Ingmar Bergman era filho de um pastor luterano. A questão mesma da fé, da existência de Deus, cruza toda a sua obra. Como outros temas recorrentes, tais como a incomunicabilidade entre os seres humanos ou as dificuldades das relações matrimoniais, algo que o realizador bem conhecia, dados os seus quatro casamentos e divórcios e as muitas relações com as suas atrizes, bem como os filhos fora do matrimónio.
Bergman era, apesar de tudo, ou por isso mesmo, um cineasta do universo feminino, que tanto tentou compreender e dar-nos a compreender, das questões da sexualidade, do prazer feminino numa sociedade castradora. E ainda, poucas vezes citado mas que agora poderemos também constatar, de uma atenção às questões sociais, sobretudo no início da sua carreira e com particular destaque para o sofrimento da Mulher.
Oriundo do teatro, com uma extraordinária capacidade de trabalho, Bergman aplicou também ao seu cinema alguns princípios fulcrais do seu trabalho de palco, nomeadamente o espírito de troupe. No caso das atrizes, são indissociáveis do seu universo, entre outras, fabulosas mulheres e intérpretes como Harriet Andersson, Ingrid Thulin, Bibi Andersson ou Liv Ullmann.

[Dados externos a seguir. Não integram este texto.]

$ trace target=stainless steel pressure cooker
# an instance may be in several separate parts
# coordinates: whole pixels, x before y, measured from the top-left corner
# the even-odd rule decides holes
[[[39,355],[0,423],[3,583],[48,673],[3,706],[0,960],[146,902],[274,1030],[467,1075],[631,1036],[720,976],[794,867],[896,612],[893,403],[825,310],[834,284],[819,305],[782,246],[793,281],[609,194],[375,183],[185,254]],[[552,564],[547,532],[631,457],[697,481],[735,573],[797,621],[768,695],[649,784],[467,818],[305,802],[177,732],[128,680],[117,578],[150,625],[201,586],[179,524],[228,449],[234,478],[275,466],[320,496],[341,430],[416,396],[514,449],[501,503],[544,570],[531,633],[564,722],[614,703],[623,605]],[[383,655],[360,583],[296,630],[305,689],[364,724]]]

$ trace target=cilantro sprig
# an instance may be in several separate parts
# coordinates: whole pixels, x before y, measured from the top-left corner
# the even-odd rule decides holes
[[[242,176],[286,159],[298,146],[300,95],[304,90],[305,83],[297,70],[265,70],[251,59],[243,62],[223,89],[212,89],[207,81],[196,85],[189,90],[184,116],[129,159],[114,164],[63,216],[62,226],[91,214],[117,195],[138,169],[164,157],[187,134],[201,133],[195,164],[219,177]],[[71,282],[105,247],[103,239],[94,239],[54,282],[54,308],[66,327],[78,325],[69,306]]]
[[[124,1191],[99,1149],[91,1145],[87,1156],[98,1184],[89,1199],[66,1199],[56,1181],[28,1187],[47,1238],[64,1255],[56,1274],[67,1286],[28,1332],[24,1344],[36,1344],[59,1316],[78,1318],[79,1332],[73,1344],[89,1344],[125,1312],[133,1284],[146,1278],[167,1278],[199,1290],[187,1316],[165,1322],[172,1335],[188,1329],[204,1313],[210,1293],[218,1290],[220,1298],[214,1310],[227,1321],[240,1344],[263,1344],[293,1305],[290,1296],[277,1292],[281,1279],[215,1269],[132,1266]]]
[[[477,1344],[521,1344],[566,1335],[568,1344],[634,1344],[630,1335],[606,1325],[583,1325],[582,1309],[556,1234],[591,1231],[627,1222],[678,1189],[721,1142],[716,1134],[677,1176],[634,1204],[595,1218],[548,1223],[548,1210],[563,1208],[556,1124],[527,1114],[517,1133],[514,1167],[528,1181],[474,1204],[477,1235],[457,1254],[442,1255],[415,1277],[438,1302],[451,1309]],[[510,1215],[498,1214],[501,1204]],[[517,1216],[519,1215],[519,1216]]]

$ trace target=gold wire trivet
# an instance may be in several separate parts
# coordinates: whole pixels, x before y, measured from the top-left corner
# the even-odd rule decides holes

No que diz respeito aos atores, não podemos falar de Bergman sem recordar as presenças, entre muitos outros, de Max von Sydow, Gunnar Bjornstrand ou Erland Josephson.

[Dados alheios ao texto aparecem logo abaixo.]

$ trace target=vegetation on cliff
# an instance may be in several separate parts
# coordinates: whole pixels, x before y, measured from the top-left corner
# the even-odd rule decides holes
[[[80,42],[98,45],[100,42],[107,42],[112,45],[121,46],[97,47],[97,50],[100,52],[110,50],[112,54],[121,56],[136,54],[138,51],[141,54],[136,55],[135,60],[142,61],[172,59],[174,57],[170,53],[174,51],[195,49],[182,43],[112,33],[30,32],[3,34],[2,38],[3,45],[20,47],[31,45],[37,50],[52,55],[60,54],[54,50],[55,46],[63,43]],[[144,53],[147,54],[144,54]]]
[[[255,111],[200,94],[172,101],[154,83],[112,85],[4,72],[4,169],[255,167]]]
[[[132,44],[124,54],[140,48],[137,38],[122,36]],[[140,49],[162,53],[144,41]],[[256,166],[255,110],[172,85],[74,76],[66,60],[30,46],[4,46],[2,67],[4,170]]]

No mesmo sentido, a sua obra fílmica não seria seguramente a mesma sem a cumplicidade criativa com os diretores de fotografia Gunnar Fischer e Sven Nykvist e com os vários diretores artísticos, montadores e criadores de guarda-roupa com que foi trabalhando ao longo da sua vida.
Para melhor conhecer Bergman, além dos filmes, sugere-se a leitura dos seus diários, entre 1955 e 2001, publicados pela editora francesa Carlotta. São mais de um milhar de páginas, onde se percebe a busca pela perfeição ou o sofrimento de Bergman ao longos das várias versões dos seus guiões. Há ainda a sua autobiografia, “Lanterna Mágica”, publicada há anos entre nós e que se poderá procurar no circuito dos alfarrabistas.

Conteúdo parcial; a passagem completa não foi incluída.